Réagir à bon escient et non par réflexe demande que l’on entre dans un exercice régulier. Voici quelques exemples :

  • Nous le savons, les enfants savent très bien comment s’allier avec un des parents pour obtenir ce qu’ils désirent. Ainsi : « Maman, est-ce que je peux aller dormir chez mon copain ce soir ? » - « Non, ce n’est pas possible, on a prévu autre chose. » - « Papa, mon copain m’invite pour dormir ce soir, je veux y aller, tu peux demander à maman qu’elle me laisse aller ? »

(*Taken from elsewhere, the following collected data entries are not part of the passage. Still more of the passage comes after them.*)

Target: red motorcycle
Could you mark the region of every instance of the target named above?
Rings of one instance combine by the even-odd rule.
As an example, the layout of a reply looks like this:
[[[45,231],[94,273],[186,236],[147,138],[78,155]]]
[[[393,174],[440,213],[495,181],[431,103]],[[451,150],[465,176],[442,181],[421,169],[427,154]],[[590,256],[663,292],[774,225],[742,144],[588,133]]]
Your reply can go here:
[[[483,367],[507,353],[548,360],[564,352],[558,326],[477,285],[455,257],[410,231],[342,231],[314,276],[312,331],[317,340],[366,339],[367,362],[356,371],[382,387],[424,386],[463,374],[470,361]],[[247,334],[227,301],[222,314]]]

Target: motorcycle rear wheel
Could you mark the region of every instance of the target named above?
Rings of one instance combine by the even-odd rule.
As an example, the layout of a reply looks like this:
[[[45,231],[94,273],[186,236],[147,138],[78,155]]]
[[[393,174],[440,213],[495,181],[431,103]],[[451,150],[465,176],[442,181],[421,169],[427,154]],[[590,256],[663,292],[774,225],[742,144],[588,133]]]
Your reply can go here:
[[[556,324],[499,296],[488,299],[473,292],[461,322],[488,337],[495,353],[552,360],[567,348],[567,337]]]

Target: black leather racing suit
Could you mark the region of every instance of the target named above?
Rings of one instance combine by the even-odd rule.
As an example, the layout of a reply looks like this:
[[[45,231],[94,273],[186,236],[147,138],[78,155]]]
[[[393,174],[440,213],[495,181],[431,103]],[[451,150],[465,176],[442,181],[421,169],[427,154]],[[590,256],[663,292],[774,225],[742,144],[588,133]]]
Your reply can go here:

Papa vient de rentrer du travail, il a eu une journée éprouvante, il ne désire qu’une chose : rester tranquille. Il y a de forte chance qu’il aille dans le sens de la demande de son fils, ne serait-ce que pour avoir la paix. Il va donc réagir par réflexe, sans prendre le temps de demander à son épouse ce qu’elle a répondu.

  • Les amis/es, généralement, pensent très bien nous connaître. Nos points forts, nos points faibles, n’ont aucuns secrets pour eux. « Tu aimes bien le théâtre, pas vrai ? Il y a une pièce qui se joue en ce moment à tel endroit, on pourrait y aller ensemble, non ? »

Cet ami, cette amie, vous l’aimez bien, vous n’avez pas envie de le/la décevoir, en plus, vous lui avez souvent dit que vous aimiez le théâtre. Par réflexe, vous acceptez sa proposition, sans prendre le temps si cela vous fait vraiment envie.

  • Dans un couple, il y a souvent des discussions épineuses. L’un ou l’autre cherche à attirer l’attention ou à exprimer à sa façon ses frustrations : « Chaque fois que je propose quelque chose, tu trouves autre chose ou tu te défiles, j’en ai marre, je voudrais bien que tu réagisses envers moi comme tu le fais pour tes copains/nes ».

L’option normale serait de demander la raison de cet emportement, d’essayer de comprendre le message, de se remettre en question. Il faut donc pouvoir prendre un peu de recul et s’interroger avant de répondre, est-ce vrai, est-ce faux, est-ce pas tout à fait vrai … avant de répondre.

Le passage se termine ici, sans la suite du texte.